With little documented proof of the Cambodian genocide, Panh endeavours to construct a clear image of the cruelties he witnessed as a child through film. With over two million people displaced from the cities to toil under inhumane conditions in the country’s rural rice fields, Panh’s innovative, acutely traumatic documentary illustrates the consequences of a nation stripped of its identity and left to survive without even the most basic human freedoms. Consisting of a series of carefully crafted dioramas of human tragedy, The Missing Picture is populated by an intense sense of hopelessness – with each intricately fashioned figurine an indistinguishable vessel of a nation’s suffering and degradation under this brutal regime.

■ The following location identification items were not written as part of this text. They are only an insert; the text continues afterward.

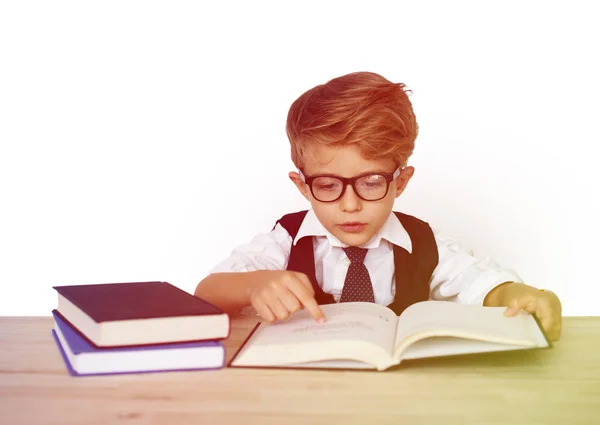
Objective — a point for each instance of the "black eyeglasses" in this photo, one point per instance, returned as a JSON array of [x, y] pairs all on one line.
[[368, 186]]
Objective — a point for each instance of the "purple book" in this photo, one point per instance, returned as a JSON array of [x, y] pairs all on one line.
[[83, 358]]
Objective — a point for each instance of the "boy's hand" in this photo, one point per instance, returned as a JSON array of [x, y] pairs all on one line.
[[283, 293], [545, 305]]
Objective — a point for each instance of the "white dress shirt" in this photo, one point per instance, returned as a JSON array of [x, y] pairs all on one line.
[[458, 276]]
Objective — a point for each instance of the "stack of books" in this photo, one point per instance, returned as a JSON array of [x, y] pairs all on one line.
[[137, 327]]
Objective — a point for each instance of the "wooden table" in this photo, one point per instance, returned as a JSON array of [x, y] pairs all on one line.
[[560, 385]]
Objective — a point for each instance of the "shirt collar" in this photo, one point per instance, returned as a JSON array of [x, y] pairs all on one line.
[[392, 231]]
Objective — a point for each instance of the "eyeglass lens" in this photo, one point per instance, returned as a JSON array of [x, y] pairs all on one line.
[[371, 187]]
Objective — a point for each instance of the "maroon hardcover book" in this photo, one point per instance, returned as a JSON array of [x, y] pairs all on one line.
[[135, 313]]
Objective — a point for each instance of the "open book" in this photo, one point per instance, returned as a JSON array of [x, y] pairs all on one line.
[[370, 336]]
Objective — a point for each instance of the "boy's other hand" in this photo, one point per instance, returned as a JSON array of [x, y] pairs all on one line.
[[545, 305], [282, 293]]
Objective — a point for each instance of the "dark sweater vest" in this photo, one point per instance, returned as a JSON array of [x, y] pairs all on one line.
[[412, 271]]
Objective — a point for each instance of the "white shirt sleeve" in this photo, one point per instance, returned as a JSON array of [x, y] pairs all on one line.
[[463, 278], [266, 251]]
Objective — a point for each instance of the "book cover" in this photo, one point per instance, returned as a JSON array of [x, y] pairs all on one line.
[[140, 313], [135, 300], [201, 355]]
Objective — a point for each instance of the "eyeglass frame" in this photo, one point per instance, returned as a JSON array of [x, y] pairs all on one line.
[[346, 181]]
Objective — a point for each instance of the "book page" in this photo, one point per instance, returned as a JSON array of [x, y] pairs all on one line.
[[366, 321], [352, 331], [443, 318]]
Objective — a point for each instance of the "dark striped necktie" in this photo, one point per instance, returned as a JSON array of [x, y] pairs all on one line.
[[357, 286]]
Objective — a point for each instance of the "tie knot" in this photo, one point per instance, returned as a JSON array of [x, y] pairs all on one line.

The use of claymation not only acts as an intelligent metaphor for the deprivation of individuality inflicted upon many of Pot’s victims, but also separates us from the emotional oppression of Panh’s subjective memories and present us with a far more harrowing proposition – a blank canvas in which to project our own families and friends and in doing so, begin to understand the magnitude of these events. The death toll associated with the Cambodian genocide is simply too gargantuan to truly comprehend. Panh’s poetic prose and the employment of some unwarranted symbolic imagery (crashing waves, disintegrating film stocks) initially feel like he may be pushing his message a little to forcibly. However, the director’s ability to perfectly articulated the atrocities he witnessed on both a human and ethical level allow these artistic flourishes to be easily forgiven.

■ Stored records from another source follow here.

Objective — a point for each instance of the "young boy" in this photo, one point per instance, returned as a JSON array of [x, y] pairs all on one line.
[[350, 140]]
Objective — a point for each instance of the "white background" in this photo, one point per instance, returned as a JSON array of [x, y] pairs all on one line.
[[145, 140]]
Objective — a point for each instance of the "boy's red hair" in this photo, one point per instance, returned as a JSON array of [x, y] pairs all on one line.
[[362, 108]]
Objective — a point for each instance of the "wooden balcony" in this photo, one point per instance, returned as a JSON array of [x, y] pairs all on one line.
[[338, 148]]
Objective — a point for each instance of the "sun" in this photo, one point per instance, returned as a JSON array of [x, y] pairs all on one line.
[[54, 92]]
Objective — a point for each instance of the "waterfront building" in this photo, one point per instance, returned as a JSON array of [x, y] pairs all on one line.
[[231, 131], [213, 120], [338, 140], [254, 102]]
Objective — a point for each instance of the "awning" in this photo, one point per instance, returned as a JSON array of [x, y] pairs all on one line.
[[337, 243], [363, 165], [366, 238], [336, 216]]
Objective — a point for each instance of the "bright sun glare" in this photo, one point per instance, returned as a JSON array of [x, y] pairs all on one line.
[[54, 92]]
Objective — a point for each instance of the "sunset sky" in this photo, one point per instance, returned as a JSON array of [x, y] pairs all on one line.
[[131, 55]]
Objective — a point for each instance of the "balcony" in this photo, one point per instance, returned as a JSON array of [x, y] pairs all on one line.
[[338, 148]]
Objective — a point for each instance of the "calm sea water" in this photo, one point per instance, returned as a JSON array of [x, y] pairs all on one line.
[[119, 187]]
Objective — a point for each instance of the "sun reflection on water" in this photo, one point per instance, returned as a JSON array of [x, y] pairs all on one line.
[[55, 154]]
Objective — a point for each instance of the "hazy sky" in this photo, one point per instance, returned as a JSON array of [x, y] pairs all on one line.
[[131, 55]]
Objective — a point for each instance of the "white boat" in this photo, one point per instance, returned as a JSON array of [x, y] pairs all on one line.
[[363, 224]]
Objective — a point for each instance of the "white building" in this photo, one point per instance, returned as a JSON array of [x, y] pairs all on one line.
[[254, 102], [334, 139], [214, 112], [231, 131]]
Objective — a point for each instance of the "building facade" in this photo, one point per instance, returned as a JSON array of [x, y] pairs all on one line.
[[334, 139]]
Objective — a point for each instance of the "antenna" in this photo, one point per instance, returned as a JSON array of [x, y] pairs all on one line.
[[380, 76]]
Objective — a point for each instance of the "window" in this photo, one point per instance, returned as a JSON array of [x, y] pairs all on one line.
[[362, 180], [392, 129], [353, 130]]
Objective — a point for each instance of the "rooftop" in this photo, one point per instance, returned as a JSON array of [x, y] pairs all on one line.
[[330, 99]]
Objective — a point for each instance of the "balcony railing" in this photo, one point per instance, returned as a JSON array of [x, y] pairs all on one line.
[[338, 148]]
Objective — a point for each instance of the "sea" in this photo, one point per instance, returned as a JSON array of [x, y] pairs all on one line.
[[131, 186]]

Randal Douc is the man charged with exorcising Panh’s demons, and whilst his narration cuts through figures and stats to reveal the bare, emancipated bones of its victims, the pure emotional weight of Panh’s words are what fuse the film’s sorrowfully bitter cocktail of anger, despair and a resigned search for spiritual and legislative catharsis. Panh also briefly touches upon the culpability of the West (specifically the turmoil evoked by the carpet bombing of Cambodia during the Vietnam War) and how this furthered the rise of fanaticism that helped the Khmer Rouge attain power. The Missing Picture is at once an undeniably didactic lesson in the ethics of ideological warfare, yet truly flourishes when studied as a harrowing examination into the endurance of the human spirit.